I have several custom nasl scripts that I have used with Nessus and they work well. Management has decided to stop using Nessus and switch over to OpenVAS. I would like to bring the scripts over and install them into OpenVAS. In my ideal world, I would like to first validate the scripts and I believe that I can use the parse option of openvas-nasl command to do so. I would also like to create an option were I name these scripts, perhaps “custom” and then run a scan only using the custom scripts.
I have attempted to create a directory under the …/plugins directory with the scripts copied over and then openvasmd --rebuild but that does not seem to add any scripts from the custom directory.
Can you point me in the right direction on how I SHOULD be installing these scripts?
while VTs in OpenVAS/GVM still have the .nasl file ending there is absolutely no guarantee that you can use OpenVAS/GVM as a drop in replacement for Nessus and just run the script “as is”. While basic NASL functionality might be still compatible both projects drifted away from each other quite fast and don’t have that much in common anymore.
To keep the focus on the migration (which might require some work from your side) i have split your question from the original thread.

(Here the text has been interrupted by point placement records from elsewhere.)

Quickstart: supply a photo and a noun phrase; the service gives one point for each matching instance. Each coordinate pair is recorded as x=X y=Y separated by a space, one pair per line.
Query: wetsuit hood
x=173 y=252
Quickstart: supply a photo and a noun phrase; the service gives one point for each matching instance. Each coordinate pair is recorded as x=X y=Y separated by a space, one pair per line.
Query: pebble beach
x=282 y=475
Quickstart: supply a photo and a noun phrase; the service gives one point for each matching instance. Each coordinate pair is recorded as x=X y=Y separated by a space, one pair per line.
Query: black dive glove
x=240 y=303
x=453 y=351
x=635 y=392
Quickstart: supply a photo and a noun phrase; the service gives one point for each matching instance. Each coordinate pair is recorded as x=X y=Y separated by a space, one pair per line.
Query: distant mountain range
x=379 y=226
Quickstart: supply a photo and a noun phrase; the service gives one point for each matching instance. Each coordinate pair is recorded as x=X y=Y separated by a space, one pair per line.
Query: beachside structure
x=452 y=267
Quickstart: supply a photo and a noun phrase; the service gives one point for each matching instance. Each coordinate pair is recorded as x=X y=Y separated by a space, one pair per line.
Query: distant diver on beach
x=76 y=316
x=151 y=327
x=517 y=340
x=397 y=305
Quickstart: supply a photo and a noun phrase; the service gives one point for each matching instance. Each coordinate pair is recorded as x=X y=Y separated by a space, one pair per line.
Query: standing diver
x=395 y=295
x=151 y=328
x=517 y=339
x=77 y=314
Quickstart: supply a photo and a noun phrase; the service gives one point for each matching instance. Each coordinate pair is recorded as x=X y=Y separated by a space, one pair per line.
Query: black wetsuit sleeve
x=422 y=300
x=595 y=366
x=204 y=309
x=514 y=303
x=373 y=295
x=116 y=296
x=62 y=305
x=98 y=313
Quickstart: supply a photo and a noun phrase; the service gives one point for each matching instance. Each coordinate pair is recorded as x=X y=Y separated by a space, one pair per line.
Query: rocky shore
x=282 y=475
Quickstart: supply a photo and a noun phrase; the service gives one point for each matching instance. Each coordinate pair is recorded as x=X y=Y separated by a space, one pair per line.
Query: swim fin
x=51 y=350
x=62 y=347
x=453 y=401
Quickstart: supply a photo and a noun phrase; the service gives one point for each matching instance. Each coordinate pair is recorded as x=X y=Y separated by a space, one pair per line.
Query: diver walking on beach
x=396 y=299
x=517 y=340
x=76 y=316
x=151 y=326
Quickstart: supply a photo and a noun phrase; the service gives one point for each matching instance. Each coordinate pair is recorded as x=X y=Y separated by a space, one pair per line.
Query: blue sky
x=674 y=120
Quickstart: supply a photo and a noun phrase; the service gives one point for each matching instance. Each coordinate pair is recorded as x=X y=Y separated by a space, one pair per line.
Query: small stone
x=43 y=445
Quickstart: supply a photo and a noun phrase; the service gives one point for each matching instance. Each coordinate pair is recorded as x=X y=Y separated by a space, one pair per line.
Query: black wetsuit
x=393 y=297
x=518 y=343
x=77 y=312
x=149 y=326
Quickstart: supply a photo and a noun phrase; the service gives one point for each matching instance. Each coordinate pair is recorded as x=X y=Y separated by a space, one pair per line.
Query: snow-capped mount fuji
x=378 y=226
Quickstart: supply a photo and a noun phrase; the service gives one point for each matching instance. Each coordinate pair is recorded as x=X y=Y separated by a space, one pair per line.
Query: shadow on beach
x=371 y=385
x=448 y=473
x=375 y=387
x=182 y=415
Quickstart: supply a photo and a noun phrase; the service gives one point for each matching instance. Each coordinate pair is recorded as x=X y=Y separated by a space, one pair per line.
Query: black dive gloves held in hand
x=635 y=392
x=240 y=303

As a first step you could have a look at the template.nasl attached at VT Development to see how .nasl files are build up in OpenVAS/GVM. Additionally a search for some existing .nasl files doing similar than yours on your local plugins folder (described in the linked thread as well) might provide some more insights as well.
Once the “scripts” are ready for OpenVAS/GVM you could:
have a look at the example command line calls provided in Understanding testing of nasl scripts and ask specific questions once they are showing up during your tests
Forgot to mention that you can do a “basic” lint check via openvas-nasl-lint to see if the code base is valid with a call similar to the following (replace the plugins path with one valid for your setup):
Note: lint will not check the validity of e.g. dependencies, a correct OID or similar but it should give you a basic starting point if the script is ready for further testing.
@cfi I’m doing something similar in that I’m taking Nessus scan scripts and want to port them to OpenVas (version 9). However, Nessus lets me export into one of two formats. An XML file with extension .nessus or a Nessus DB file with extension .db.
I don’t have any knowledge on Nessus (probably as most other users of this forums) so i would suggest to contact the Vendor support of Nessus how to extract .nasl files.
Hello, we’re also working on something similar recently. We’re trying to make Nessus NASL scripts compatible with OpenVAS. I was wondering how your progress has been so far and if you have any experiences you could share with us?